The big decision, Karofsky said, was whether each of the three should be given a third of the business, or if the two brothers should share their father’s 50 percent with the other 50 percent going to the other brother’s sole offspring.
Again, audience reaction was mixed with some questioning whether the father of the one son had the right to give away a portion of his son’s inheritance.
The two owners, Karofsky said, decided that the three boys should each get an equal share – a third of the company.
The father with the one son, Karofsky emphasized, did not take anything from his son, instead, he said, “he gave his son the best possible of gifts… two equal partners who would continue to work and support him.” Giving each an equal share eliminated any chance of resentment and/or friction that might have destroyed the relationship and ultimately the company, he said. There are ways, it was noted, including insurance or a partial buyout by the father with the two sons, that could be used to ensure equal ownership without jeopardizing the single son’s inheritance. But, the question, here, Karofsky pointed out, was not about funding but rather equal versus unequal ownership.
CASE NO. 3:
This case involved a small production company which the founding couple had hoped to pass on to their son and daughter. Both had pursued individual career paths outside before coming into the family business. Each had their own style and it soon became obvious that they would never be able to work together. The father and son were also like oil and water, unable to agree on anything.
The daughter, eager to follow her own original career path, eventually managed to work out an exit strategy with her parents and brother. Determined to keep the business in the family, the couple then decided to bring in an interim non-family executive who could help position them for the transition while serving as mentor in preparing their son. In this case, he noted, a competent outsider would provide the necessary buffer between father and son and aid the transition when the time came.

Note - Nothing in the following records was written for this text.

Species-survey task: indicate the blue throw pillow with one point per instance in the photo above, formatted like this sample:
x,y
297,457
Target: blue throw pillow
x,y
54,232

Active and Non-Active family members
Ownership of a company, Karofsky said, should be passed on to those who are active in the business. Other assets, he added, may be distributed to non-active family members. “It’s the only way to avoid conflict while ensuring continuity,” he said.
He advised the older generation to provide proper training and mentoring to empower the younger generation. As for the succeeding generation, he said, “you’ve also got to empower yourself, prove that you have the right stuff, that you are capable, given the authority and opportunity, to ultimately run the company.”